Montanari ha scelto come titolo la formula che spetta non alle università pubbliche ma alle università private (oggetto di una parte dell’analisi del libro): “Libera università”. “Si chiamano, tradizionalmente, “libere università” le università non statali: ma è il momento di ribadire con forza che tutta l’università, a partire da quella pubblica, o è libera, o non è università. Mai come ora, infatti, abbiamo bisogno di un luogo di pensiero libero, divergente, scardinante, non subordinato

agli interessi di chi detiene il potere: l’università è quel luogo, se riusciamo a difenderne l’autonomia, e dunque la libertà” (p. X).

Il tema centrale è l’autonomia universitaria, che sta subendo attacchi governativi sempre più pressanti perché non sia declinata in termini di “libertà di pensiero e di ricerca” (p. 12). Questo effetto si ottiene in prima battuta falcidiando i finanziamenti statali all’università pubblica: a luglio 2024 è arrivata la notizia di un taglio cospicuo che, secondo i calcoli della CRUI (la Conferenza dei rettori), coincide con una “diminuzione di 513.264.188 euro, cui va aggiunto il mancato adeguamento all’inflazione (alla quale sono agganciati gli stipendi universitari, a carico dei bilanci degli atenei)” (p. 14). Un mese dopo, il Consiglio dei ministri ha colpito ulteriormente l’università pubblica, approvando un disegno di legge contenente la riscrittura del cosiddetto pre ruolo, “la delicatissima fase di ingresso nell’insegnamento universitario” (p. 15). 

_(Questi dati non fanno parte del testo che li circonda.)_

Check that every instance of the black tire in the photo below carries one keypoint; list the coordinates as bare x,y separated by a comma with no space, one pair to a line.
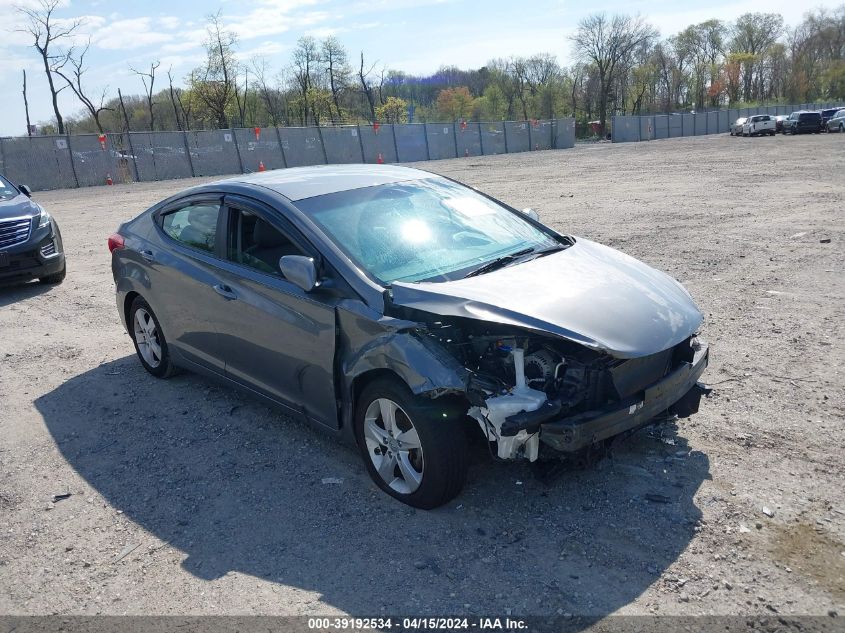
55,278
165,367
441,437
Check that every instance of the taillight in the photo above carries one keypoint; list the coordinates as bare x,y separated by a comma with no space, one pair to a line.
115,242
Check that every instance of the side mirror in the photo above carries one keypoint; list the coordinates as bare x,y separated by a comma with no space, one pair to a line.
299,270
531,213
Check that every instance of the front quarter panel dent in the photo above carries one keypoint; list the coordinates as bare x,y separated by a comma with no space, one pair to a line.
369,341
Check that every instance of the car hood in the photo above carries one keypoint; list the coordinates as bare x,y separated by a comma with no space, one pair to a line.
18,207
589,294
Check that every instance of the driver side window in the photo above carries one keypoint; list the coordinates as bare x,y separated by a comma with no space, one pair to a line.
194,225
257,244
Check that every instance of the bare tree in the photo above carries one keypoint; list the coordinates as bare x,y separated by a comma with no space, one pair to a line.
73,78
754,35
123,109
366,88
268,95
214,83
173,99
337,70
42,26
606,42
148,79
26,106
241,98
306,59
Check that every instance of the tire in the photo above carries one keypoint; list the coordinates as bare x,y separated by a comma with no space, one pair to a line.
149,341
55,278
431,469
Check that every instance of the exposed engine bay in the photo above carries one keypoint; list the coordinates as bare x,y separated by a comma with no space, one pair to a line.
519,379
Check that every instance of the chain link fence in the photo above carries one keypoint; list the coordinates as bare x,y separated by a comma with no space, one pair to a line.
56,162
630,129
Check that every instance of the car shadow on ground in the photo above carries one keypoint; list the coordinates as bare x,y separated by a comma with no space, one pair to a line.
239,487
12,292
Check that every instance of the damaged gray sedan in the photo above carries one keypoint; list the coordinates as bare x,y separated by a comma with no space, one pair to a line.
396,308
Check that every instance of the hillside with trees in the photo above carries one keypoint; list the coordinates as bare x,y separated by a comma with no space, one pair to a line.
621,66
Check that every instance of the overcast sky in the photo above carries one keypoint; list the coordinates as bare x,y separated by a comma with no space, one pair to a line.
416,36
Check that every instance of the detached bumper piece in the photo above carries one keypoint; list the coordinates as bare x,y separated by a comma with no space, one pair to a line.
677,392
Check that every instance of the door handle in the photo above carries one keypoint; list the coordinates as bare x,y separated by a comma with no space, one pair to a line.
224,291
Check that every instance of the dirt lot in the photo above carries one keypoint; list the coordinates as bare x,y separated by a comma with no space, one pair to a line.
187,498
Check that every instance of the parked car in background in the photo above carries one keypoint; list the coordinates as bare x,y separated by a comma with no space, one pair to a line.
758,125
837,122
398,310
736,128
827,115
30,240
803,122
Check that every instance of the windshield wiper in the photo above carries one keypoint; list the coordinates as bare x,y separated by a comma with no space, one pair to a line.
499,262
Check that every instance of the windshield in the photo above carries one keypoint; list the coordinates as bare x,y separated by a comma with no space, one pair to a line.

Lo scopo del disegno di legge è rendere il precariato praticamente eterno, quasi per nulla o miserabilmente compensato, con la conseguenza di trasformare i ricercatori e i professori in pedine prive di autonomia intellettuale perché dipendenti economicamente da un sistema di reclutamento sempre più patologico e controllato. Noi stessi, pertanto, finiamo per considerare accettabile per i futuri reclutamenti un periodo di pre ruolo che duri non oltre i 14 anni (14 anni!), proprio perché chi arrivava, chi arriva “presto” a vincere un concorso per un posto a tempo indeterminato ci mette molto più tempo: io stessa ho vissuto 16 indimenticabili anni di precariato pre ruolo che mi portano a sconsigliare sistematicamente chiunque mi chieda consiglio di intraprendere la mia stessa strada, fino a che è in tempo per sceglierne un’altra.

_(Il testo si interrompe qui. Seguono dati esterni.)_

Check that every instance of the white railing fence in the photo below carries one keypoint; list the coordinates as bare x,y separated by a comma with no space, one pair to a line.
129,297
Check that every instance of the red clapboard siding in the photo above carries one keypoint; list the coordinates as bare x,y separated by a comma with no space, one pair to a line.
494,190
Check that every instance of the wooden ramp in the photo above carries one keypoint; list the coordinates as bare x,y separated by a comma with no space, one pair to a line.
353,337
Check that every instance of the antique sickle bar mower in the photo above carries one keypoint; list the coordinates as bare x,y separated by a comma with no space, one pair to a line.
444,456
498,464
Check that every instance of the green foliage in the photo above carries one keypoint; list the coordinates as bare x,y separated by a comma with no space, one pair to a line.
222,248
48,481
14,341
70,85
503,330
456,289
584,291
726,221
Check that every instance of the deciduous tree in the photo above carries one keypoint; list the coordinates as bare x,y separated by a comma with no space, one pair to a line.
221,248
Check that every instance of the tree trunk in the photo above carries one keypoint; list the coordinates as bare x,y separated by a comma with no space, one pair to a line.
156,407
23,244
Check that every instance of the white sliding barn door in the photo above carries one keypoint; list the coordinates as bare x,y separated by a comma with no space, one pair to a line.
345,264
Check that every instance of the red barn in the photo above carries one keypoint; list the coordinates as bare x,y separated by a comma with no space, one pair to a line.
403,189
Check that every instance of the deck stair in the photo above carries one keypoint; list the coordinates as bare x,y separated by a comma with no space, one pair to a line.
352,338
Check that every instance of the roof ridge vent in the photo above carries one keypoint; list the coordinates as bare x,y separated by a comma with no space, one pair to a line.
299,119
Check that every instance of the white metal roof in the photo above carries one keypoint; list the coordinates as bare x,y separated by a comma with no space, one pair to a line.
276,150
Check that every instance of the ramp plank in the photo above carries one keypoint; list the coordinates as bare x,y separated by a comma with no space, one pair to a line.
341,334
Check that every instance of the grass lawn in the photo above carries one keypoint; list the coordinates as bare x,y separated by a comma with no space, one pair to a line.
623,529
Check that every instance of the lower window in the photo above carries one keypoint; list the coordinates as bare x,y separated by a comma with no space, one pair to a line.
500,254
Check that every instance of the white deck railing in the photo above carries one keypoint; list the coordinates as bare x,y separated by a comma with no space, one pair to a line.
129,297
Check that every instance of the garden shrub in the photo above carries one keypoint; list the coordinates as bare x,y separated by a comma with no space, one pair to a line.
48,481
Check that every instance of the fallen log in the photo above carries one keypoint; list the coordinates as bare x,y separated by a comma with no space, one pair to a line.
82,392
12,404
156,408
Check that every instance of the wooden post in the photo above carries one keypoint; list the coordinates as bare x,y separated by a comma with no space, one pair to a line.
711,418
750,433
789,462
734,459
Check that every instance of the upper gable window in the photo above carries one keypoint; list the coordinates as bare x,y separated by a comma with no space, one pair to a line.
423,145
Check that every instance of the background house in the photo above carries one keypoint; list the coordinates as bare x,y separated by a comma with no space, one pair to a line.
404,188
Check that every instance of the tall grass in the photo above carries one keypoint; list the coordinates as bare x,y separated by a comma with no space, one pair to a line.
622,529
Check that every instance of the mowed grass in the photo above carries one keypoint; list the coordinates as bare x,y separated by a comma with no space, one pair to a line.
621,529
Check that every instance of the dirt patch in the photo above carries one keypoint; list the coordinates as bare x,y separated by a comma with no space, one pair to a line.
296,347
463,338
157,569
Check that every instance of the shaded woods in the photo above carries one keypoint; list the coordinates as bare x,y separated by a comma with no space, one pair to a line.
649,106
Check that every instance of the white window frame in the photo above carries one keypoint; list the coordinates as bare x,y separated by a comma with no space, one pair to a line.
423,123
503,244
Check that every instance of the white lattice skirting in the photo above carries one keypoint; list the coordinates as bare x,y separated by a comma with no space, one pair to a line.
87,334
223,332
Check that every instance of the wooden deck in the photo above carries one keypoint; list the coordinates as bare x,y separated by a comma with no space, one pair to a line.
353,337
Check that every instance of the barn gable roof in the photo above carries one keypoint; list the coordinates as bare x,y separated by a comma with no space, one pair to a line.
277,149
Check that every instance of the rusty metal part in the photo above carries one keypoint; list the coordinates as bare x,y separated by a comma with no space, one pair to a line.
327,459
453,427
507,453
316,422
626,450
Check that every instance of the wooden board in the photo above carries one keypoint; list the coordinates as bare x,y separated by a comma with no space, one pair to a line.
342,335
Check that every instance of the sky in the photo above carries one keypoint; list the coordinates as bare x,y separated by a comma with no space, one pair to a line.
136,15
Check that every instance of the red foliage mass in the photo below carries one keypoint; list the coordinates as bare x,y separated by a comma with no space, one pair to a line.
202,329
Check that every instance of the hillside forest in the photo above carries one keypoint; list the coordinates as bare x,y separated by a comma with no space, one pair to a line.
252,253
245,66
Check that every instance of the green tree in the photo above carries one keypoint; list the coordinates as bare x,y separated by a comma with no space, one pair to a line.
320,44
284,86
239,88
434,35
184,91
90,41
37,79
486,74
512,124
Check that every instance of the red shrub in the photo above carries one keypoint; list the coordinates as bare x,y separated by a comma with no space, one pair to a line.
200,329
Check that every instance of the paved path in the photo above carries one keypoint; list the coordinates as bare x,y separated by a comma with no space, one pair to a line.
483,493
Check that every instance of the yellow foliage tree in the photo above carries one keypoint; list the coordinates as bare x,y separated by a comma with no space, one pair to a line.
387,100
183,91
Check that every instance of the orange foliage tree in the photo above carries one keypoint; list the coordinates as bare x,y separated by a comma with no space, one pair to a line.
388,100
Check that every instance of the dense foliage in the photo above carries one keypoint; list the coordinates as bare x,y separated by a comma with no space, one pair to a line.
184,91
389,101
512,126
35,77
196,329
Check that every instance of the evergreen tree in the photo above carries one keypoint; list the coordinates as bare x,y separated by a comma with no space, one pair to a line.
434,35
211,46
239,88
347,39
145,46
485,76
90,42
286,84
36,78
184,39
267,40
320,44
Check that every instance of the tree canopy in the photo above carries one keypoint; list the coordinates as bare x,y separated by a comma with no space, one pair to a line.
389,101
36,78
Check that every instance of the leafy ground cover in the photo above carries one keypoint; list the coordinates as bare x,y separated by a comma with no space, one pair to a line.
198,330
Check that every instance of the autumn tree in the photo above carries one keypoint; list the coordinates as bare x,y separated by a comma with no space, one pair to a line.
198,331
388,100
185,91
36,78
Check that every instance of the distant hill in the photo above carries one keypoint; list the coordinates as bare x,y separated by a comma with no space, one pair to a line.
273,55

Montanari inanella una serie di fatti che spiegano come la mania governativa del controllo sulla scuola e sull’università si estrinsechi anche in azioni e dichiarazioni grottesche e sinistramente autoritarie, come l’interrogazione parlamentare del leghista Rossano Sasso che ha portato a un’istruttoria del Ministero dell’Università su un corso di teoria queer svoltosì all’Università di Roma 3 e all’Università di Sassari, con il risultato che la ministra Bernini ha affermato che “la libertà di insegnamento deve comporsi con la tutela della dignità della persona” e che “è necessario un equilibrio nel quale non possono trovare spazio percorsi ideologici che adombrino incitamenti a forme di pressione sui minori” (p. 25): ma gli studenti universitari sono maggiorenni. 

Le mani sull’università e sul ruolo che ancora conserva per insegnare l’uguaglianza e la dignità della persona si mettono, ormai, perché siamo entrati nel clima inaugurato dal discorso Le università sono il nemico con cui James Vance nel 2021 esplicitava la strategia che lo ha portato alla vicepresidenza degli USA: “Dobbiamo attaccare in modo aperto e aggressivo le università di questo paese” (p. 26).

Partecipando, con una quarantina di storici dell’arte italiani di diverse scuole di origine, di diverse generazioni e di differente posizione professionale, a un “dibattito sullo specialismo con i suoi meriti e i suoi rischi” coordinato da Sandra Pinto e Matteo Lafranconi e confluito nel libro Gli storici dell’arte e la peste (Electa 2006, pp. 153-154), a 35 anni Montanari rispose evocando la figura di Giovanni Previtali, che aveva dedicato energie consistenti all’impegno civile come storico dell’arte professore nelle università di Messina, Siena e Napoli:

“Se la domanda è, tra le righe, vi manca un Previtali, la risposta è sì: mi manca moltissimo uno storico dell’arte che intervenga ad ampio raggio e sappia incidere financo con cattiveria non solo sulle questioni attinenti alla disciplina, ma anche in quelle della società e della politica. Ma aggiungo che oggi un impegno previtaliano non potrebbe che sbocciare da uno specialista che non abbia tirato i remi in barca, e non certo da un tuttologo o da un grande studioso decotto”.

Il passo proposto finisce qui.